I have read CUDA programming guide, but i missed one thing. Let's say that i have array of 32bit int in global memory and i want to copy it to shared memory with coalesced access. Global array has indexes from 0 to 1024, and let's say i have 4 blocks each with 256 threads.

__shared__ int sData[256];

When is coalesced access performed?

1.

sData[threadIdx.x] = gData[threadIdx.x * blockIdx.x+gridDim.x*blockIdx.y];

Adresses in global memory are copied from 0 to 255, each by 32 threads in warp, so here it's ok?

2.

sData[threadIdx.x] = gData[threadIdx.x * blockIdx.x+gridDim.x*blockIdx.y + someIndex];

If someIndex is not multiple of 32 it is not coalesced? Misaligned adresses? Is that correct?

Answer 1

What you want ultimately depends on whether your input data is a 1D or 2D array, and whether your grid and blocks are 1D or 2D. The simplest case is both 1D:

shmem[threadIdx.x] = gmem[blockDim.x * blockIdx.x + threadIdx.x];

This is coalesced.
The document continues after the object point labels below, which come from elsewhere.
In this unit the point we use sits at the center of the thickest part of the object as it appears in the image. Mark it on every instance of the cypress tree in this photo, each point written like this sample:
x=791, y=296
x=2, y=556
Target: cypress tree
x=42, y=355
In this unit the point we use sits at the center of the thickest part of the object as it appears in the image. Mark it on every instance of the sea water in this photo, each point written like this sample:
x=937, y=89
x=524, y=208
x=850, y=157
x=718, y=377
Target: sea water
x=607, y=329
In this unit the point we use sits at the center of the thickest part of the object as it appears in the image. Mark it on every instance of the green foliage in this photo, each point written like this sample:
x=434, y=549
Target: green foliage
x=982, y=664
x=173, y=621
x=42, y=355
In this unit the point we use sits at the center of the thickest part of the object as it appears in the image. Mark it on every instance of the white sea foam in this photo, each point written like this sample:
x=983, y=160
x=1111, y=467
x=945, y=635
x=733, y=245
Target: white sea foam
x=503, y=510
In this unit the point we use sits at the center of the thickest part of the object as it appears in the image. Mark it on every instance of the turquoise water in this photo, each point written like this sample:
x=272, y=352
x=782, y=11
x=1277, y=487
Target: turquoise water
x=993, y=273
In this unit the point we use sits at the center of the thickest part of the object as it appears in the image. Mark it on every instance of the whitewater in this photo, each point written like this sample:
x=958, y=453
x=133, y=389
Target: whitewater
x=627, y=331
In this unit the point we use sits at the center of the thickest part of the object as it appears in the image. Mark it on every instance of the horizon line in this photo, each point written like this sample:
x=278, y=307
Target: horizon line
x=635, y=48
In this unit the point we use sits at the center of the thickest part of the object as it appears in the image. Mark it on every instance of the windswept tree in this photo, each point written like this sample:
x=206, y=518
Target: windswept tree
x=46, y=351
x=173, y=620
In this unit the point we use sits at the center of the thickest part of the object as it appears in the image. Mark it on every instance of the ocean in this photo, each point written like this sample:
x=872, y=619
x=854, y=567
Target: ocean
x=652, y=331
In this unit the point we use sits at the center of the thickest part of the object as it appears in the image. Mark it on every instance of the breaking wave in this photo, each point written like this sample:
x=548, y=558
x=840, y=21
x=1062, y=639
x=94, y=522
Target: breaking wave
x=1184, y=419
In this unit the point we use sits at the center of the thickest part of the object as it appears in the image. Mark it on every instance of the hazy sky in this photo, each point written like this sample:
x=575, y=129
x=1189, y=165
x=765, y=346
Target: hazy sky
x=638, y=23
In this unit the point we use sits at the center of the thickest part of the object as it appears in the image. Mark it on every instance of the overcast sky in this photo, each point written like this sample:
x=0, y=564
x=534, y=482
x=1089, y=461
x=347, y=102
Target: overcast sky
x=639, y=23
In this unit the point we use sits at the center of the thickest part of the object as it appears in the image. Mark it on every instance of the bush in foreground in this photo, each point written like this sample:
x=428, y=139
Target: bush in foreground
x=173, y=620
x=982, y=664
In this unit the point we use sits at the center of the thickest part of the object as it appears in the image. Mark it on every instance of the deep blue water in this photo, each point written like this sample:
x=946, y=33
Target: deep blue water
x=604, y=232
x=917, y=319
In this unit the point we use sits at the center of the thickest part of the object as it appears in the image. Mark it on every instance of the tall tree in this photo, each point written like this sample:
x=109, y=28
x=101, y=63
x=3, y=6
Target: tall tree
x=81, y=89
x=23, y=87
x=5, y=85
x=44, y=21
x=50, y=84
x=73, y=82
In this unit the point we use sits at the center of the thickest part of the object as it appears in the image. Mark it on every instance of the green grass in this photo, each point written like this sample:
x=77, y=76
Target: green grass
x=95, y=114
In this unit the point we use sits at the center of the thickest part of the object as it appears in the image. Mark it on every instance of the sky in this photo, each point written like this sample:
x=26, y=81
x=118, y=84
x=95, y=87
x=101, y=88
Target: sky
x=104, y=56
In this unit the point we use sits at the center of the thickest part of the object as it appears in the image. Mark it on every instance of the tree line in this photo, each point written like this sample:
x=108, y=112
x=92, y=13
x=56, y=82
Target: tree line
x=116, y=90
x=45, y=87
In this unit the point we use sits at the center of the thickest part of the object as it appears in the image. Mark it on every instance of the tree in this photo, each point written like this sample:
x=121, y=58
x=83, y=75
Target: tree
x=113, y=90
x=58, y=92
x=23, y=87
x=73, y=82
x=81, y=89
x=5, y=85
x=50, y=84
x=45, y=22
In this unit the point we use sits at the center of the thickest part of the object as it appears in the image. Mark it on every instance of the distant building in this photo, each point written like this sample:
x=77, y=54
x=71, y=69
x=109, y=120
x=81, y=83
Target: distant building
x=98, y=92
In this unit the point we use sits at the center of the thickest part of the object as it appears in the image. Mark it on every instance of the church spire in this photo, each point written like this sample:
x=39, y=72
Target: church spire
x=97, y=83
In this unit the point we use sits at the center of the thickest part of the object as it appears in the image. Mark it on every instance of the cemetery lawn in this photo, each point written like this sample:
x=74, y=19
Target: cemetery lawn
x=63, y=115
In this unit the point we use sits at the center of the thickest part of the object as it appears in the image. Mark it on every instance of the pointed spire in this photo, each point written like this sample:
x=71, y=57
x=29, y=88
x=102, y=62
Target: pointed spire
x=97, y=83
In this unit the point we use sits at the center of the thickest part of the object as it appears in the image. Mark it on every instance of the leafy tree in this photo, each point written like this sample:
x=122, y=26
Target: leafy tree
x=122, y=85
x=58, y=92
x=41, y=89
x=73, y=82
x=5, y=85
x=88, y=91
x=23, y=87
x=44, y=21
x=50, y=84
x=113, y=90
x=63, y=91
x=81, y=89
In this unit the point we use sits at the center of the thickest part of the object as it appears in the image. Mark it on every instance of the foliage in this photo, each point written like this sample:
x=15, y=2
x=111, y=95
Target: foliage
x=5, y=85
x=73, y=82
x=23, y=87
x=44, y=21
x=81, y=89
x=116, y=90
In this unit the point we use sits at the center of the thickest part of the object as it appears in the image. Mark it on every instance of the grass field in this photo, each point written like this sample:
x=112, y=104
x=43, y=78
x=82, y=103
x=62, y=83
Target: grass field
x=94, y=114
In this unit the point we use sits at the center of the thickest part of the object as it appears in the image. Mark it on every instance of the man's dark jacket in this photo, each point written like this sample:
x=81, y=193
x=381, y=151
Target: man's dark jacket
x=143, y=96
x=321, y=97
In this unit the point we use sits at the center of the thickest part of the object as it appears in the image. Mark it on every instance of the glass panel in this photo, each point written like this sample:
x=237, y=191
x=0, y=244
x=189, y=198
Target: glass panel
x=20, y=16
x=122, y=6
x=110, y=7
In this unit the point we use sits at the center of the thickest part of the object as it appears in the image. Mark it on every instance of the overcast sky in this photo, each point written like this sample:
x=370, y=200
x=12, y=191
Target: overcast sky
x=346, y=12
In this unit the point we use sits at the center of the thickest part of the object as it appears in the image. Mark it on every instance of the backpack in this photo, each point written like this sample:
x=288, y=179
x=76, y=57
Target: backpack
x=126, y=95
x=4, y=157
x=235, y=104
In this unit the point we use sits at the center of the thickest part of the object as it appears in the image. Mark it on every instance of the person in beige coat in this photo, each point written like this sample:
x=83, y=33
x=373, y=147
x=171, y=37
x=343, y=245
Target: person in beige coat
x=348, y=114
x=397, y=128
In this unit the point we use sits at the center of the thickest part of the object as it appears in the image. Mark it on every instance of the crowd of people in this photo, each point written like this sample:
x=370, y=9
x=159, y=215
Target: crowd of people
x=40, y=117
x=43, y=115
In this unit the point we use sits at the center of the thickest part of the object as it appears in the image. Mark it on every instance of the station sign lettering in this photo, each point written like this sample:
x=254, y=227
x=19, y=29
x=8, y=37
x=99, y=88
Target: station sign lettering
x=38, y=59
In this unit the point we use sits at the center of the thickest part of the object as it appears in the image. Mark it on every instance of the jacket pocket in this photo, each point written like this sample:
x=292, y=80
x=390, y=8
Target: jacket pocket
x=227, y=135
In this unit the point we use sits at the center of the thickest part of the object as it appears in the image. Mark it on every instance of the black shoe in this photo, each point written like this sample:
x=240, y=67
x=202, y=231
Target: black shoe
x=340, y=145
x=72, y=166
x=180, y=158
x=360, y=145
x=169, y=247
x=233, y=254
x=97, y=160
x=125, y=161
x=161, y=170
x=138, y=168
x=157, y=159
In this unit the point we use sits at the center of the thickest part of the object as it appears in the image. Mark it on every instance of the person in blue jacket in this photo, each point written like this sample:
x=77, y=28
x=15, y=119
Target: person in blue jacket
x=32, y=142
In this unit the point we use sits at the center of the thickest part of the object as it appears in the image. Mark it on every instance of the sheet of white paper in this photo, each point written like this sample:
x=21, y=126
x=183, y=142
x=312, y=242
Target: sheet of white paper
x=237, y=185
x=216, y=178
The rule of thumb I use is that the most rapidly varying coordinate (the threadIdx) is added on as offset to the block offset (blockDim * blockIdx). The end result is that the indexing stride between threads in the block is 1. If the stride gets larger, then you lose coalescing.

The simple rule (on Fermi and later GPUs) is that if the addresses for all threads in a warp fall into the same aligned 128-byte range, then a single memory transaction will result (assuming caching is enabled for the load, which is the default). If they fall into two aligned 128-byte ranges, then two memory transactions result, etc.

On GT2xx and earlier GPUs, it gets more complicated. But you can find the details of that in the programming guide.

Additional examples:

Not coalesced:

shmem[threadIdx.x] = gmem[blockDim.x + blockIdx.x * threadIdx.x];

Not coalesced, but not too bad on GT200 and later:

stride = 2;
shmem[threadIdx.x] = gmem[blockDim.x * blockIdx.x + stride * threadIdx.x];

Not coalesced at all:

stride = 32;
shmem[threadIdx.x] = gmem[blockDim.x * blockIdx.x + stride * threadIdx.x];

Coalesced, 2D grid, 1D block:

int elementPitch = blockDim.x * gridDim.x;
shmem[threadIdx.x] = gmem[blockIdx.y * elementPitch + 
                          blockIdx.x * blockDim.x + threadIdx.x]; 

Coalesced, 2D grid and block:

int x = blockIdx.x * blockDim.x + threadIdx.x;
int y = blockIdx.y * blockDim.y + threadIdx.y;
int elementPitch = blockDim.x * gridDim.x;
shmem[threadIdx.y * blockDim.x + threadIdx.x] = gmem[y * elementPitch + x];

Answer 2

Your indexing at 1 is wrong (or intentionally so strange it seems wrong), some blocks access same element in each thread, so there is no way for coalesced access in these blocks.

Proof:

Example:

Grid = dim(2,2,0)

t(blockIdx.x, blockIdx.y)

//complete block reads at 0
t(0,0) -> sData[threadIdx.x] = gData[0];
//complete block reads at 2
t(0,1) -> sData[threadIdx.x] = gData[2];
//definetly coalesced
t(1,0) -> sData[threadIdx.x] = gData[threadIdx.x];
//not coalesced since 2 is no multiple of a half of the warp size = 16
t(1,1) -> sData[threadIdx.x] = gData[threadIdx.x + 2];

So its a "luck" game if a block is coalesced, so in general No

But coalesced memory reads rules are not as strict on newer cuda versions as before.
But for compatibility issues you should try to optimise kernels for lowest cuda versions, if it is possible.

Here is some nice source:

http://mc.stanford.edu/cgi-bin/images/0/0a/M02_4.pdf